Я тихонько прикоснулся к ее руке. Она была холодна, но не так, как в тот день, когда она коснулась моей руки под церковным порталом. Я вернулся в прежнее положение, склонясь над ней лицом, и позволил теплому вину моих слез пролиться на ее щеки. Ах, что за горькое ощущение отчаяния и бессилия! Что за страдание эта ночная служба! Я хотел бы собрать воедино все силы моей жизни, чтобы отдать ей и вдохнуть в это ледяное тело огонь, пожиравший меня. Но шла ночь, и, предчувствуя близость вечного расставания, я не смог отказать себе в последнем и горьком наслаждении запечатлеть поцелуй на мертвых губах той, которой принадлежала моя любовь. И — чудо! Легкое дыхание смешалось с моим дыханием, и губы ее ответили на мой поцелуй. Глаза открылись и слегка блеснули, она вздохнула, опустила скрещенные руки и обняла меня за шею с видом неизъяснимого восторга.
«Ах, это ты, Ромуальд? — произнесла она томным и нежным голосом, похожим на заключительный аккорд в пьесе для арфы. — Что же ты делаешь? Я ждала тебя так долго, что распрощалась с жизнью, но теперь мы обручены, я смогу видеть тебя и приходить к тебе. Прощай, Ромуальд, прощай! Я люблю тебя, — это все, что я хотела сказать тебе, я возвращаю тебе жизнь, которую ты пробудил во мне на минуту своим поцелуем; до встречи!»
Голова ее снова откинулась назад, но руки все еще обнимали меня, как будто удерживая. Яростный порыв ветра, выбив стекло, ворвался в комнату; последний лепесток белой розы дрожал некоторое время, как крыло, на конце стебелька, потом оторвался и вылетел в открытое окно, увлекая за собой душу Кларимонды. Лампа потухла, и я упал без чувств на грудь прекрасной усопшей.
Очнувшись, я обнаружил себя лежащим в кровати в своей комнатке: старый пес прежнего кюре лизал мою руку, покоившуюся поверх одеяла. Барбара со старческой дрожью суетилась в комнате: то открывала, то закрывала выдвижные ящички стола, протирала пыльные стаканы. Заметив, что я открыл глаза, старуха вскрикнула от радости, собака затявкала и завертела хвостом. Но я был так слаб, что не мог ни вымолвить слово, ни пошевельнуться.

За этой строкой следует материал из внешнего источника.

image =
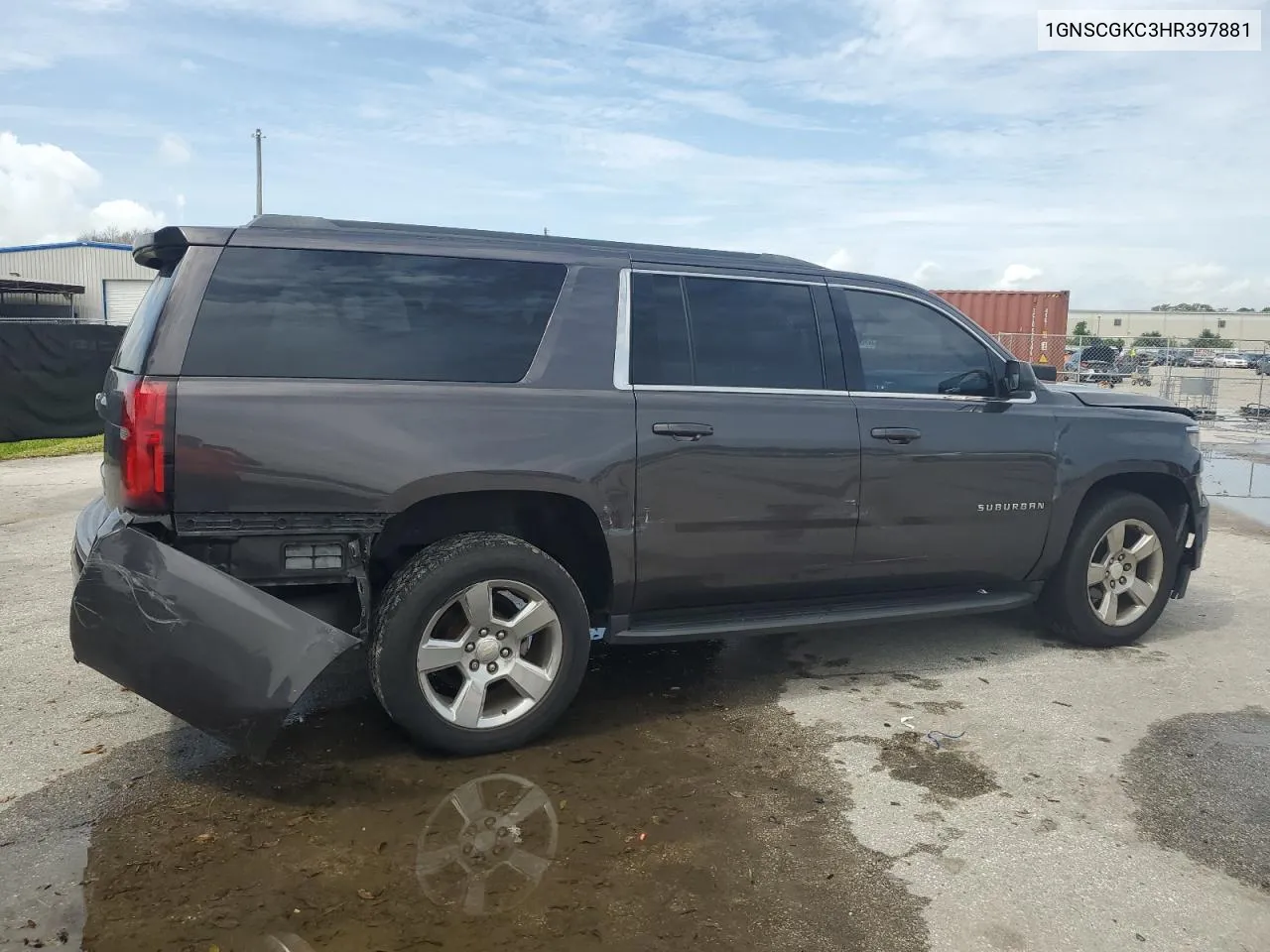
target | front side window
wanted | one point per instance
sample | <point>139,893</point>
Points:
<point>724,333</point>
<point>282,312</point>
<point>910,348</point>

Я узнал, что уже три дня находился в таком состоянии, не подавая признаков жизни, разве что еле слышно дышал. Я не заметил, как прошли эти три дня, и не знаю, где было мое сознание все это время, — у меня не осталось об этом никаких воспоминаний. Барбара сообщила мне, что тот же человек с медным лицом, который приезжал за мною ночью, поутру привез меня обратно в закрытых носилках и тотчас уехал. Едва собравшись с мыслями, я вновь припомнил все обстоятельства той роковой ночи. Вначале я решил, что оказался жертвой таинственного обмана чувств; но память о реальных, осязаемых событиях сразу же разрушила это предположение. Я не мог поверить, что это был сон, поскольку Барбара, как и я, видела этого человека с двумя вороными конями и описала детали его портрета с большой точностью. Тем не менее никто не знал в окрестностях ничего похожего на тот замок, где я нашел Кларимонду.

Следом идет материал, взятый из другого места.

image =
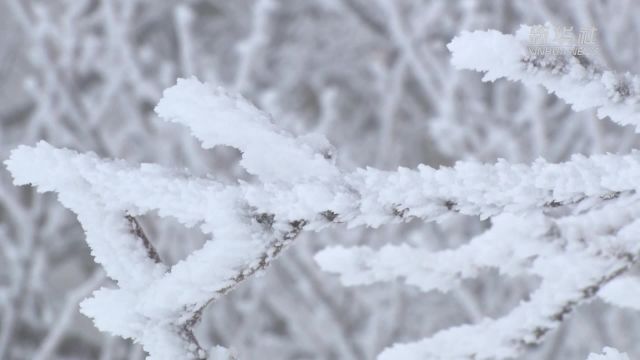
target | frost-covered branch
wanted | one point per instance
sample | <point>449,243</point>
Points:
<point>572,76</point>
<point>573,224</point>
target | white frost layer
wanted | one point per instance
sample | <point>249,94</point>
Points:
<point>217,117</point>
<point>575,79</point>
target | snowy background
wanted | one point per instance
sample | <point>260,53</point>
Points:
<point>374,76</point>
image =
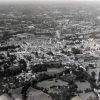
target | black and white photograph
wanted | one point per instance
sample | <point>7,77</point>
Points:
<point>49,49</point>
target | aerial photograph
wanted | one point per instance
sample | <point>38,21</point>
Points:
<point>49,49</point>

Однажды утром я увидел только что приехавшего аббата Серапиона. Барбара сообщила ему о моей болезни, и он тут же примчался. Хотя эта поспешность свидетельствовала об участии и заинтересованности в моей судьбе, его посещение не было столь уж приятно мне. Взгляд его был каким-то пронзительным и испытующим, и это смущало меня. Я чувствовал себя неловко, как если бы был виноват перед ним. Он стал первым, кто обнаружил мое внутреннее смятение, и мне была неприятна эта его прозорливость.